The semiconductor industry has continually increased wafer diameters to improve manufacturing efficiency and maximize the number of chips produced per wafer. Larger wafer diameters increase die yield and reduce manufacturing costs per device.
| Wafer Diameter | Thickness | Year Introduced | Weight Per Wafer | 100 mm² Dies Per Wafer |
|---|---|---|---|---|
| 1" (25 mm) | — | 1960 | — | — |
| 2" (51 mm) | 275 µm | 1969 | — | — |
| 3" (76 mm) | 375 µm | 1972 | — | — |
| 4" (100 mm) | 525 µm | 1976 | 10 g | 56 |
| 4.9" (125 mm) | 625 µm | 1981 | — | — |
| 6" (150 mm) | 675 µm | 1983 | — | — |
| 8" (200 mm) | 725 µm | 1992 | 53 g | 269 |
| 12" (300 mm) | 775 µm | 2002 | 125 g | 640 |
| 450 mm (Proposed) | 925 µm | Future | 342 g | 1490 |
| 675 mm (Theoretical) | Unknown | Future | — | — |
What Silicon Wafers Are Used to Fabricate Chips?
Most semiconductor devices are fabricated on single-crystal silicon wafers. These wafers provide the crystal structure required for producing transistors, integrated circuits, sensors, and advanced electronic devices. Silicon remains the dominant semiconductor material because of its excellent electrical properties, thermal stability, abundance, and low manufacturing cost.
Researchers commonly select silicon wafers based on crystal orientation, resistivity, dopant type, thickness, and surface finish. Popular specifications include <100> and <111> crystal orientations, prime-grade surfaces, and single-side or double-side polished finishes.
How Silicon Chips Are Manufactured
Chip fabrication begins with ultra-pure silicon derived from quartz and silica sand. The silicon is refined and grown into a large single-crystal ingot using the Czochralski process. The ingot is then sliced into thin wafers, polished, cleaned, and prepared for semiconductor processing.

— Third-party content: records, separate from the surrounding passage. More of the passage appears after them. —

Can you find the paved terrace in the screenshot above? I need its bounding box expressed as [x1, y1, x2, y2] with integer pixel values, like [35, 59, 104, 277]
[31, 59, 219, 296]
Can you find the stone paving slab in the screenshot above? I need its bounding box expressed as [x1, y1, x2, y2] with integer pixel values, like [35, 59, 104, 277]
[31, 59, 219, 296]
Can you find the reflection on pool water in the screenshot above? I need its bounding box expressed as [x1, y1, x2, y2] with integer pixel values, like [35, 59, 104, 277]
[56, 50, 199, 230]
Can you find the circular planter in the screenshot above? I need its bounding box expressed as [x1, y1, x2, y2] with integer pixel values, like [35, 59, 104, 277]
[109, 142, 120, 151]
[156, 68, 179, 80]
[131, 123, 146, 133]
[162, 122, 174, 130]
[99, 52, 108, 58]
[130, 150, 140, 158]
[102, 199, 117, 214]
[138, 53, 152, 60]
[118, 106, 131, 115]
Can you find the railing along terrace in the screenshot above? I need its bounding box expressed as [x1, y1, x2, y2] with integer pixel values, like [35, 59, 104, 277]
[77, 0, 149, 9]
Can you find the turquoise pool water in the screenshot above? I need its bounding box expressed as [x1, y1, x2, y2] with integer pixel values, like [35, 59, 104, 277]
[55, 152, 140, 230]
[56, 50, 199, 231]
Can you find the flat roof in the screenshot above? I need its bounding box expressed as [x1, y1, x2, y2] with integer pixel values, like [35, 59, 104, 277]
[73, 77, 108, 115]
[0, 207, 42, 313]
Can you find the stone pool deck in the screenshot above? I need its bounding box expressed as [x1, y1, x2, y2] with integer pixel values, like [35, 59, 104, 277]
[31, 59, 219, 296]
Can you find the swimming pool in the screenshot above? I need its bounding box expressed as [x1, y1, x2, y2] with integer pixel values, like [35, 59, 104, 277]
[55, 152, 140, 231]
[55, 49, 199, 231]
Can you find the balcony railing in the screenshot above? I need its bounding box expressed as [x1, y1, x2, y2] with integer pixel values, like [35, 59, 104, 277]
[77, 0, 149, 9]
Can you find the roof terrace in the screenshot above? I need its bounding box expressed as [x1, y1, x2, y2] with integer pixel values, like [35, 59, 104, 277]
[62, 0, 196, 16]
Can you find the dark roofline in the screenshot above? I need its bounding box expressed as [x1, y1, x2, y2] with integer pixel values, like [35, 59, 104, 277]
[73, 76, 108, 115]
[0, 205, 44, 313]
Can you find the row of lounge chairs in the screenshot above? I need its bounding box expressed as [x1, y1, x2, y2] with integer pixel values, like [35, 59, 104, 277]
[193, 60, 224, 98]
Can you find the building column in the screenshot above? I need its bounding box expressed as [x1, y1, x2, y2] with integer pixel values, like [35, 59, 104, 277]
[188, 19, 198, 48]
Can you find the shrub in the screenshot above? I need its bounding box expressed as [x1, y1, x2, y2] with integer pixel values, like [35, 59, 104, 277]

During fabrication, hundreds or even thousands of process steps may be performed, including photolithography, oxidation, ion implantation, deposition, etching, metallization, and packaging. These processes create billions of microscopic transistors on a single silicon wafer.
Common Applications for Silicon Chip Wafers
- Microprocessors and CPUs
- Artificial Intelligence (AI) Hardware
- Memory Devices
- Power Electronics
- MEMS Sensors
- Silicon Photonics
- Automotive Electronics
- Medical Devices
- Telecommunications Equipment
- Internet of Things (IoT) Devices
Silicon Wafers for MEMS and Photonics
Beyond traditional integrated circuits, silicon wafers are widely used for MEMS fabrication, silicon photonics, optical sensors, photodetectors, microfluidics, and quantum research. Advanced silicon substrates can be customized with thermal oxide, silicon nitride, epitaxial layers, SOI structures, and specialty coatings to support next-generation technologies.
Custom Diced Silicon Chips and Wafer Pieces
UniversityWafer provides custom diced silicon chips, wafer pieces, silicon squares, rectangles, and specialty dimensions for research and production applications. We can supply custom thicknesses, crystal orientations, dopant types, resistivities, and surface finishes in quantities ranging from a single piece to volume production orders.
Why Silicon Remains the Industry Standard
Although materials such as gallium nitride (GaN), silicon carbide (SiC), and gallium arsenide (GaAs) are increasingly used in specialized applications, silicon continues to dominate semiconductor manufacturing because of its mature fabrication ecosystem, excellent material properties, and cost-effective production processes.
Today, silicon wafers remain the essential building block behind the world's computers, smartphones, automobiles, communications networks, AI systems, and advanced electronic devices.